America needs to listen to each other

Why is it, in a country that calls itself “United”, we are becoming more and more divided? America, in and out of itself, is an extremely diverse country. Black, white, rich, poor, gay, straight, the list continues for pages. This heterogeneity is considered the forefront of the “American Dream”: that no matter where you come from, what you look like, every single citizen is given the same opportunities as everyone else. However this “American Dream” can be better defined as an “American paradox.” Why is it that this “diversity” that is so highly praised the same reason that we are so widely divided? What gain do we get from basing our relations off of political parties, ethnicities, and sexualities rather than personal experiences with people? If we all respected each other on the basis of being an American citizen, it would open up doors to new growth as a country, for the people, created by the people.

Stereotypes and opinions are unpreventable. In fact, they form the ground of our democracy. However, these stereotypes and opinions lead to categorization and intolerance to certain groups. And as a gay girl growing up in America, these judgements have been brought to my attention more abruptly than people may realize. I have noticed from a young age, that no matter your sexuality, there will always be bias. If you are gay, many assume you have crushes on all your same-sex friends. But if you are straight, then you are assumed to be homophobic off the bat. And don’t get me wrong, I am guilty of assuming as well. But one thing that I learned through my journey of finding out my sexuality is: that the people who categorize you without getting to know you, are some of the most closed-minded people out there. And those who take the time to get to know you for who you are as a person are the definition of the “American Creed”.

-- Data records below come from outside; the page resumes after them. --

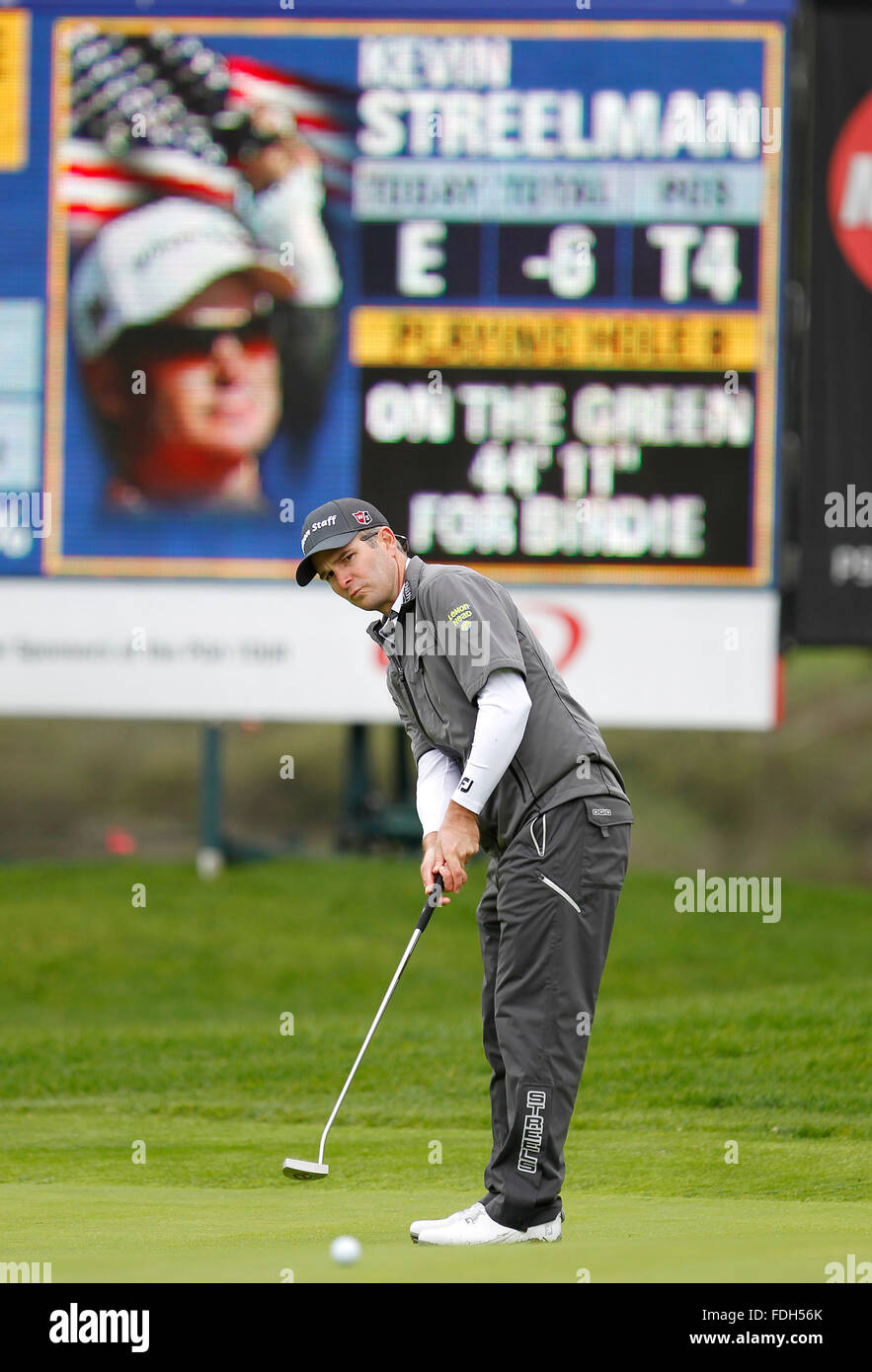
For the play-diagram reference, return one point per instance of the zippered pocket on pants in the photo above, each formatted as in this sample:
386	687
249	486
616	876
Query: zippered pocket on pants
559	889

In 2020, one of the most eventful years known to the world, the debate over police brutality quickly grew after the death of George Floyd. Naturally, many opinions concerning police brutality among people of color rose. Media was filled with movements such as “Black Lives Matter '', and its opponent “All Lives Matter”. Arguments filled comment sections, protests were happening right outside the door, and people were getting in fights with others over the validity of their argument. Suddenly, the focus wasn’t on the problem of police brutality itself, but instead was focused on attacking individuals. Instead of trying to resolve misunderstandings, people resorted to assault, which caused more anger, thus causing more misunderstandings. If this is how we continue to go about serious issues, things will not get done. But, if we allowed ourselves to listen, understand, and educate other people, it would allow us to come to a conclusion that benefits society as a whole.

When I was 14, my father and I never saw eye-to-eye on anything. I took a liberal stance on most topics, while he consistently took a more conservative stance. We did not take the time to understand each other's experiences. We were divided. It was hard for us to respect each other's existence because we were so caught up in attacking the other person for what they believed in. I did not respect him as a person because he did not believe what I believed. This is a smaller-scale example of what American society looks like right now. There is this idea that you can only have respect for someone if they share the same ideals as you do. It’s a common theme that we resort to attacking the actual individual instead of explaining why we differ in beliefs. In a country so diverse, it is inevitable that conflict will arise, especially when dealing with controversial topics like race and gender. However, society needs to learn to separate opinions from relations. Not every person comes from the same starting point. Every single person has developed their own perspective of the American Dream through their own experiences, and therefore, we are bound to see things differently. However, this creed that we should give each other respect still holds true. Push past the bias and get to know someone on a personal level. Every American has a story, and if we take the time to listen to stories instead of jumping to conclusions, we will build a better future based on respect and success.